Emerging market downturn to have rising impact in U.S.
Emerging market downturn to have rising impact in U.S.
WASHINGTON (Bloomberg): The financial downturn that has spread from Asia through Russia and into Latin America will have a rising impact on U.S. economic growth as exports slow and confidence sags, U.S. Trade Rep. Charlene Barshefsky said Wednesday.
The widening recession in emerging market nations constitutes "the most dangerous financial crisis the world has faced in 50 years," Barshefsky told the annual meeting of the National Assoc. of Business Economists (NABE), echoing a message U.S. President Bill Clinton has delivered in recent weeks.
While the flight of investment capital from Asia and other emerging markets is "obviously devastating for the countries directly affected ... we will see here an exacerbation of the current trend" of slowing exports and faltering confidence in financial markets and the business environment, Barshefsky said.
"Two out of five cargo containers leaving the Port of Los Angeles leave empty," highlighting sagging demand for U.S. manufactured exports, Barshefsky said. Overall U.S. exports fell US$14 billion in the first 8 months of this year, from the same period last year. Exports to Japan are down 12 percent and exports to Indonesia have fallen 70 percent, she noted.
A casualty is "rapidly declining" farm incomes in the U.S., where farmers count on international markets for 25 cents of every dollar of income. U.S. farm exports to Asia in the year ended Sept. 30 fell 17 percent to $19.6 billion from $23.8 billion in the year ended Sept. 30, 1997.
In this context, the administration's top priority must be to persuade Congress to approve the $17.9 billion requested by the Clinton administration to fund the International Monetary Fund, the lender of last resort to economies in crisis, Barshefsky said. "It is critical that Congress approves the president's full request to re-fund the IMF."
Heat on Japan
While the U.S. has an urgent role to play, Japan, the world's second largest economy, has an "equally important" task in boosting the world economy, she said. That refrain has resounded in conference rooms and corridors of power here this week amid the annual meetings of the IMF and World Bank.
"Japan must apply sustained and substantial fiscal stimulus for domestic demand, it must clean up its banking system ... and deregulate and open its markets," so it can play a vital role as the economic engine that pulls Asia from recession, Barshefsky said. "If Japan does not recover, Asia does not recover."
As the U.S. trade deficit mounts -- and it's on track to hit a record $158.6 billion this year -- "we must refuse to panic, we must refuse to cut ourselves off" from the global system of free trade, she said. To throw up protectionist barriers at this stage, Barshefsky said, would be to invite "global depression."

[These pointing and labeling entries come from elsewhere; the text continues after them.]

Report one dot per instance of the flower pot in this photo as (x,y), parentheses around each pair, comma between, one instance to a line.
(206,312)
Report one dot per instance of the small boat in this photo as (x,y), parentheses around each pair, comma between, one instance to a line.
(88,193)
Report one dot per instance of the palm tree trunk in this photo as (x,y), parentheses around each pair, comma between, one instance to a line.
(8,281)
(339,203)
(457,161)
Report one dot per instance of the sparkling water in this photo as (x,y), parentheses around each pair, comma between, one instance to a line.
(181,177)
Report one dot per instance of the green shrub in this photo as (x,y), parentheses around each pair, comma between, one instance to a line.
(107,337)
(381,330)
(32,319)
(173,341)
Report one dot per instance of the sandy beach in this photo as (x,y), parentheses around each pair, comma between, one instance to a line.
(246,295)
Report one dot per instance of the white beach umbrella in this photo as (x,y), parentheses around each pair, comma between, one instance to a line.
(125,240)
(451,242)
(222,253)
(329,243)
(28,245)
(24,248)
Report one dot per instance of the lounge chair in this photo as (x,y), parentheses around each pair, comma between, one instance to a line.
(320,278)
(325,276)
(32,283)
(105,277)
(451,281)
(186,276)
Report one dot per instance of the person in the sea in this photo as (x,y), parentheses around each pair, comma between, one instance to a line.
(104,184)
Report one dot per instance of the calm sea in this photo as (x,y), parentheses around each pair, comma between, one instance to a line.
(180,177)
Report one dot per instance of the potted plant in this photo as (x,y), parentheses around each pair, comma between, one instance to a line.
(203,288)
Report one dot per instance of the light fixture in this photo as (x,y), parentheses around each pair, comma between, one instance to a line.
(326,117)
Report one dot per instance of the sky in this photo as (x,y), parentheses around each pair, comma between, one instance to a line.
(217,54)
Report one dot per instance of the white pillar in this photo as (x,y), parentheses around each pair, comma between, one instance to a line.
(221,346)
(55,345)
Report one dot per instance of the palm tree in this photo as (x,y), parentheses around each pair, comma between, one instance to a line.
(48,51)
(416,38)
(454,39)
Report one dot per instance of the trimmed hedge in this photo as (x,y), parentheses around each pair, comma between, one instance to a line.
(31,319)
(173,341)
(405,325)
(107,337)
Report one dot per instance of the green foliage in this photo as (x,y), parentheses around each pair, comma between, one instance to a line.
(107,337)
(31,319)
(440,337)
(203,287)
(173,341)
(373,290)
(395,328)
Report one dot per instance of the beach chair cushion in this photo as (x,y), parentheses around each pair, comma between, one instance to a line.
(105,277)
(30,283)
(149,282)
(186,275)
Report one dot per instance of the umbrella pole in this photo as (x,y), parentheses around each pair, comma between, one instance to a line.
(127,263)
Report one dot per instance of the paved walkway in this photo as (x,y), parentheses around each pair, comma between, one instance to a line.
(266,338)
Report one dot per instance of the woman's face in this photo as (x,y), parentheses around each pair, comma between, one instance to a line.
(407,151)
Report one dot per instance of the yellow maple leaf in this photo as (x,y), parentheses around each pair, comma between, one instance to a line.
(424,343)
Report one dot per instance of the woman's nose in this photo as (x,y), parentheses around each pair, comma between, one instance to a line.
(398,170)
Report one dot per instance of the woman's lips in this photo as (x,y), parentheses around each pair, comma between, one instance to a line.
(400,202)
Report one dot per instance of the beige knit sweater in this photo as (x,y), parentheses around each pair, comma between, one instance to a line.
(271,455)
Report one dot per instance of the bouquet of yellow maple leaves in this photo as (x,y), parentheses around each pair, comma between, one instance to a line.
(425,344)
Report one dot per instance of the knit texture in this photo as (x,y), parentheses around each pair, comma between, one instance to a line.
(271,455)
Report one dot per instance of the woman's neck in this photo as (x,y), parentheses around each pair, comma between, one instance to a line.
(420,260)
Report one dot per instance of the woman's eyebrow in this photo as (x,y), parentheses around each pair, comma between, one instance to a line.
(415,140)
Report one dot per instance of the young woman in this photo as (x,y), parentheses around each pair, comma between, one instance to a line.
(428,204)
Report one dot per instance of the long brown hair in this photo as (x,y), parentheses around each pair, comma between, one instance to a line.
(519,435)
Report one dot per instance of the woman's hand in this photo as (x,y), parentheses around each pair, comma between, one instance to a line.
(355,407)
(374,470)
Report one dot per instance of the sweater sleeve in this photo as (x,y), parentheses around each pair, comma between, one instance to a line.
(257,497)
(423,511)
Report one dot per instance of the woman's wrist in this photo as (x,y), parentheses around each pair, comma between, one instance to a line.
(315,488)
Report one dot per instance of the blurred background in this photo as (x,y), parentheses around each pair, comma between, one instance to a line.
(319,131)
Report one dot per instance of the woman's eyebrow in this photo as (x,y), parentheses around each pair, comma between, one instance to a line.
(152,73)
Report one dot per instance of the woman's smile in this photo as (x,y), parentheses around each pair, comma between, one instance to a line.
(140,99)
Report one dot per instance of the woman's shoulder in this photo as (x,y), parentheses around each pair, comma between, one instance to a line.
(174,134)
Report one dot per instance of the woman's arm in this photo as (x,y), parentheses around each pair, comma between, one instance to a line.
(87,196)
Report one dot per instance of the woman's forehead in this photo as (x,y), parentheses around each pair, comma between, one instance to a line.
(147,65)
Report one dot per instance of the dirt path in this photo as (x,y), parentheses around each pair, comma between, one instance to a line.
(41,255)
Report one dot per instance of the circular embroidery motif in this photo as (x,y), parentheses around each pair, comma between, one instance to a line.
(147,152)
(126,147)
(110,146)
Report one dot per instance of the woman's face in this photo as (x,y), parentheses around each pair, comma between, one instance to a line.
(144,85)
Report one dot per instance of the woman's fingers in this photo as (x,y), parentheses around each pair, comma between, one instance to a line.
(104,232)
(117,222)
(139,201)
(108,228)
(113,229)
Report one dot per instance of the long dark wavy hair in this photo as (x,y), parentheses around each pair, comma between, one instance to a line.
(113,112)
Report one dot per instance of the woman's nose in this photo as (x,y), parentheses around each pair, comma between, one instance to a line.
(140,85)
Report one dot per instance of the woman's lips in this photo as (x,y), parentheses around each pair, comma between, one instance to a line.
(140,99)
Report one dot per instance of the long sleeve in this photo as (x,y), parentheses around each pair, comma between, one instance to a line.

Rather, she said, the U.S. must continue to lead in forging new market-opening agreements with its trading partners, including a proposed Free Trade in the Americas Agreement that would extend the North American Free Trade Agreement (Nafta) to Latin America.
The U.S. also hopes to forge new agreements to open markets for energy, telecommunications and medical equipment, among other goods, within the Asia-Pacific Economic Cooperation forum, Barshefsky said. APEC trade ministers meet next month in Kuala Lumpur, Malaysia.
Fast Track
To complete any new trade accords, President Bill Clinton will need special "fast track" trade negotiating authority that Congress has twice refused to give him. Fast track, rejected last month in the House, gives the president the power to negotiate trade accords that can be rejected, but not amended, by Congress.
Fast track opponents, including big labor groups and many environmental organizations, want any such legislation to mandate that U.S. trading partners adhere to high labor and environmental standards. Without those protections, U.S. businesses operate at a competitive disadvantage, they argue.
The Clinton administration chose not to lobby for fast track this fall because it saw the push for passage as a political show designed to divide and embarrass Democrats before November elections. Democrats count labor and environmental groups as major allies.
The administration has vowed to push for passage early next year, and Barshefsky said she hopes the debate can resume in January.
Other challenges facing the U.S. include extending intellectual property protections to new technology, insuring that Internet commerce remains "duty-free and fighting off attempts to block free trade in bio-engineered products, she said. That effort means ensuring that "sound science is always the test, not political expedience."